Embodiments of the present invention include methods for editing and scanning unstructured data and text by using one or more external categories of data for the purpose of finding words and phrases in the unstructured environment which correspond to words and phrases in the external category. External categories of data are words and phrases that relate to the external category. External categories can be made for practically any subject. When a match (“hit”) is found, an output record is written to a table or a file. The output record may include the document name, the word that was a hit, and the external category. The process of using external categories of data is done either directly or indirectly to unstructured data.

Description

    CROSS-REFERENCE TO RELATED APPLICATIONS
  • This invention claims the benefit of priority from U.S. Provisional Application No. 60/729,830, filed Oct. 25, 2005, entitled “Unstructured Data Editing Through Category Comparison.”
  • BACKGROUND
  • The present invention relates to processing unstructured and structured data, and in particular, to unstructured data editing through category comparison.
  • Unstructured data typically comes in the form of email, transcripted telephone conversations, spreadsheets, documents, letters, and other forms. Individuals and corporations have used unstructured data for a long time. As the name suggests, there is no structure to unstructured data. There are no rules for writing emails. There are no rules for having a telephone conversation. Instead with unstructured data everything is free form.
  • Juxtaposed to unstructured data is structured data. Structured data is data that is formatted into records, tables and attributes. Typical computerized operating systems and database management systems operate on structured data. Structured records are typically placed in a file. Once in a file or a database, the records can be accessed and used for a variety of purposes. With structured data there is a regularity of the contents of the data. The same type of data appears and reappears in the different records. Structured data is ideal for computerized transaction processing, where bank transactions, airline reservations, insurance claims, manufacturing assembly work and so forth are executed.
  • For years organizations have had both kinds of systems in their environment—unstructured data and structured data. For years these different environments have grown up beside each other. But there has been very little interaction between these environments. It is as if the two environments operated in complete isolation from each other. There is however great value in being able to merge and intertwine these two environments. Many different business opportunities emerge that would have not been possible had the two environments remained separate. As one simple example of the opportunities that arise when the two worlds are merged together, consider CRM—customer relationship management. In customer relationship management the organization attempts to form a close relationship with its customers and its prospects. The organization collects demographic data about the customer. But when communications—emails, telephone conversations, other documents—are added to the fray, the ability to get to know the customer is exponentially enhanced. And emails, telephone conversations, and documents are all forms of unstructured information. Therefore, for organizations that want to engage in CRM, adding unstructured data to the structured CRM environment enables entirely new and powerful types of processing. There are many other important examples of possibilities of applications when the gap between structured data and unstructured data is bridged. Other applications include monitoring of compliance, such as compliance to Sarbanes Oxley, HIPAA and Basel II, the enforcement of standards, and so forth.

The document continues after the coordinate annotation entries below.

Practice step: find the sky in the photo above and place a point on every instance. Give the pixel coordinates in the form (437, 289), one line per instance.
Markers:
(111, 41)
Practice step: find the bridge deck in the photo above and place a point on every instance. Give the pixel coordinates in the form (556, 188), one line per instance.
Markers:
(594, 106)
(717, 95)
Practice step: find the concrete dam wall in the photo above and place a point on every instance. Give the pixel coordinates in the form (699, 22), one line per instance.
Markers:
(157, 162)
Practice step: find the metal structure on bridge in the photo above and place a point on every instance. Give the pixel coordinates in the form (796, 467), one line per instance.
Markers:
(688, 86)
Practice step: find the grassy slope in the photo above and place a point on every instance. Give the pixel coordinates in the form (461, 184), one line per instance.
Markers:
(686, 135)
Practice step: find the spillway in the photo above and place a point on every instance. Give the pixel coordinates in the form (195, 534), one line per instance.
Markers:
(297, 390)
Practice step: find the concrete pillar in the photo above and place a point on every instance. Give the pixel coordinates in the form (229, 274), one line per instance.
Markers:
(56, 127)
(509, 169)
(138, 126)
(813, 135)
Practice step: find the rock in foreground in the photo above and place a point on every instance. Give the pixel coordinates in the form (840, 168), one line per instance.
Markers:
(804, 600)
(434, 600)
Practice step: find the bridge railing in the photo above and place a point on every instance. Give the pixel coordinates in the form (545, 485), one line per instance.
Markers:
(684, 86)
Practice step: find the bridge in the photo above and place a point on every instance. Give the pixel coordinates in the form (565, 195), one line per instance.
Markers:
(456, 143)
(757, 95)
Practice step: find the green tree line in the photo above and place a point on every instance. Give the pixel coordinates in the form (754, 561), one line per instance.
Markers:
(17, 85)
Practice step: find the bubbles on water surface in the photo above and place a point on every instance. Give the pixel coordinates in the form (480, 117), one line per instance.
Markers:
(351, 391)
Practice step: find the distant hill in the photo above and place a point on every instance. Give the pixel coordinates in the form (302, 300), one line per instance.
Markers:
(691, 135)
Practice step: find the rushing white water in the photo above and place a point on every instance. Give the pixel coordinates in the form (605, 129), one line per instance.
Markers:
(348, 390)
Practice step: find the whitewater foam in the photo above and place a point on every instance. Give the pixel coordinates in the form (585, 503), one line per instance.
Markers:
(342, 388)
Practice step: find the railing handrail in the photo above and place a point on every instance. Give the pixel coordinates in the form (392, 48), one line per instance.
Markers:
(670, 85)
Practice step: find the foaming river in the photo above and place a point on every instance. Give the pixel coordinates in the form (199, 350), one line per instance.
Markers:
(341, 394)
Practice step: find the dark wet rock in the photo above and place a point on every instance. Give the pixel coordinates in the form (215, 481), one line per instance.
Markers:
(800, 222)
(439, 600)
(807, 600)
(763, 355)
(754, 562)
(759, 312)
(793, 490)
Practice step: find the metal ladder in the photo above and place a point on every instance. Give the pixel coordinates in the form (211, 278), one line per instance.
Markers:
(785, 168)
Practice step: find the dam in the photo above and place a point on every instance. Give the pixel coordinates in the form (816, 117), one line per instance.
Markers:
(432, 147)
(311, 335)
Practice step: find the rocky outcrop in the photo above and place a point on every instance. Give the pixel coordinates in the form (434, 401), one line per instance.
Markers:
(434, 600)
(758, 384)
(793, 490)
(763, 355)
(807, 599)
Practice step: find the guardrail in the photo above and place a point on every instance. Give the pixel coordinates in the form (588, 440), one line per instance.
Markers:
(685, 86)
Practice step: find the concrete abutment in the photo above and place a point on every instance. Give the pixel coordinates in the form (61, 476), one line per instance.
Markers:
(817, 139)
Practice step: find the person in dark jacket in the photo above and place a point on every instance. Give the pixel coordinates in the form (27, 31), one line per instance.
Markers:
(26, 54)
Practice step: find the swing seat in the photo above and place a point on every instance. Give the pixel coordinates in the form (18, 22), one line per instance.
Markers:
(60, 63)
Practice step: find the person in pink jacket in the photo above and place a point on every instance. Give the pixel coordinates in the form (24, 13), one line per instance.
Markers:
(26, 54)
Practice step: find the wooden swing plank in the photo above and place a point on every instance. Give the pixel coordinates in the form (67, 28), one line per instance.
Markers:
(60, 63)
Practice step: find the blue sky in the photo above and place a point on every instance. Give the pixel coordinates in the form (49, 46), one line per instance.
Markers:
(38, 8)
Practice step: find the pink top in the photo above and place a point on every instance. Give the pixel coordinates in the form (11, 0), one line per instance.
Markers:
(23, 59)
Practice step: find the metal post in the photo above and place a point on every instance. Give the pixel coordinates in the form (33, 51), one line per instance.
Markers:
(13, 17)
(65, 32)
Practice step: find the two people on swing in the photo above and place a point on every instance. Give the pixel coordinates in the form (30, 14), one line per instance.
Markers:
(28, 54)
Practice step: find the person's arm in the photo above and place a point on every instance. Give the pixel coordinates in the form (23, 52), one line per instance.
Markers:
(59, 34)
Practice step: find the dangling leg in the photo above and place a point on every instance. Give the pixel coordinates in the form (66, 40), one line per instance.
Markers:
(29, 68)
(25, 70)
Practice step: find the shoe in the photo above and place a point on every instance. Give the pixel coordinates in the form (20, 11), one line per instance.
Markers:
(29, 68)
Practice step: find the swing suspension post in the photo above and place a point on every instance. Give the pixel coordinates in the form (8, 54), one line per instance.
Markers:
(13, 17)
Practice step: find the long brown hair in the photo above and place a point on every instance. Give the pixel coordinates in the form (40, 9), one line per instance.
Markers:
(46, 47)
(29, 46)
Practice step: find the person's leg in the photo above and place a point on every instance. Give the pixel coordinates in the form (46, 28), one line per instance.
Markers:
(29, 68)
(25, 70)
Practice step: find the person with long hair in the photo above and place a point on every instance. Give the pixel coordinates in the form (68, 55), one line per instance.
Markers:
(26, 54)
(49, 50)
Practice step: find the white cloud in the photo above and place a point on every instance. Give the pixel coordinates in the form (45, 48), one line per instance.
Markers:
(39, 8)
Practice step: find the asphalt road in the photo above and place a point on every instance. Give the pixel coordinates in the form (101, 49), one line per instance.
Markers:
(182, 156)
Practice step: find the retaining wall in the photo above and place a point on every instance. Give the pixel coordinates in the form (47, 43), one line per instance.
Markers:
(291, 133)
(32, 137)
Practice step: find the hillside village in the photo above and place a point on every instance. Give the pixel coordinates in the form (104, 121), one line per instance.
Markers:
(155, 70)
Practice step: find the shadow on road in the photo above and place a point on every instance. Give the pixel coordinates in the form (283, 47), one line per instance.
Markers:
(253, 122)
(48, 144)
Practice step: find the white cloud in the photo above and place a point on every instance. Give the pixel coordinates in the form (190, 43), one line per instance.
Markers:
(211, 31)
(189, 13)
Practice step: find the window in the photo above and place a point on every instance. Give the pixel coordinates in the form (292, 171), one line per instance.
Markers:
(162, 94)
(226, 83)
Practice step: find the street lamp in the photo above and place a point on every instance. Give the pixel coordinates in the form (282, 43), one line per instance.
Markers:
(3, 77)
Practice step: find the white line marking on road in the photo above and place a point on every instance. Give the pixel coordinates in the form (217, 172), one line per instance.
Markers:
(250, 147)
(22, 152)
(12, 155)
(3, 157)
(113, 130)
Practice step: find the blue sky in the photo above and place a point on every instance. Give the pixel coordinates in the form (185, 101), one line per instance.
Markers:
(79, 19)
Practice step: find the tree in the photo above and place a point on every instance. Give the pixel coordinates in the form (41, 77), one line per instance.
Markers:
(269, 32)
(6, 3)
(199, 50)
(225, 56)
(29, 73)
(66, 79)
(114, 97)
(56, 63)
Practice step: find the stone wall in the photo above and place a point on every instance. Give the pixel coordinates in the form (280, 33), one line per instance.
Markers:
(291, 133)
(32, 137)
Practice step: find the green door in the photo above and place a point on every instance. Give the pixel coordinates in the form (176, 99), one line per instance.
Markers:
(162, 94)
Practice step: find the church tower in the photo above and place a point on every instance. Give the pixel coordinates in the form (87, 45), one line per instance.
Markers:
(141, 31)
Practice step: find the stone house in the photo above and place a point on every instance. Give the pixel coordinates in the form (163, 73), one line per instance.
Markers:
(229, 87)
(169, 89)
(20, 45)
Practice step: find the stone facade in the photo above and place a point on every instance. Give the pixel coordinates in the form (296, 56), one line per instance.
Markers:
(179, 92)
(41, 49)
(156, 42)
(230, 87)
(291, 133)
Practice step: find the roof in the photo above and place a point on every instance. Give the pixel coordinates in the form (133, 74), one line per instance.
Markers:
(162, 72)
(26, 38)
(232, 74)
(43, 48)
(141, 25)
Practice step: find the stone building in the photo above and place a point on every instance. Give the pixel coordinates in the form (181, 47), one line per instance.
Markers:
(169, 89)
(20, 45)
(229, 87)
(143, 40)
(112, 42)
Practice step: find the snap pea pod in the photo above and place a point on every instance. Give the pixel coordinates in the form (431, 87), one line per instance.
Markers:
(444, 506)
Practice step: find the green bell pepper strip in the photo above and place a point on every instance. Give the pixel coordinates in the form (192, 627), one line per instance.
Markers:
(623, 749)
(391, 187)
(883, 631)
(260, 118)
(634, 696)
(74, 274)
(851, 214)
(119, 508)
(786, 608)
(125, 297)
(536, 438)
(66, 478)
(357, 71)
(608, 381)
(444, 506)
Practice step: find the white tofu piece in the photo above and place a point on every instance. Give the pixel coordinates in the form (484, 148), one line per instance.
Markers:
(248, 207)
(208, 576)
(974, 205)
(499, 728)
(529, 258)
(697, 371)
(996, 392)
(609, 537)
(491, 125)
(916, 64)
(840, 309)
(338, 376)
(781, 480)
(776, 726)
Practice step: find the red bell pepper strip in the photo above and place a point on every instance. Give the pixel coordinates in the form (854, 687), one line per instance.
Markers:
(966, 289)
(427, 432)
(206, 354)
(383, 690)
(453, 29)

  • There are many problems associated with merging structured data and unstructured data. One of the major problems is the internal organization of the data itself. In a word, structured data is highly controlled and disciplined. There is strict control over structured data. But there is little or no control or discipline for unstructured data. The result is that when the two types of data are merged, there is a colossal mismatch. If you want anything meaningful, you simply do not merge structured data and unstructured data together. In order to have any meaningful merger of structured and unstructured data, it is necessary to carefully manipulate the unstructured data (e.g., text) so that the unstructured data can be placed in a form and format that is compatible with and useful to structured data.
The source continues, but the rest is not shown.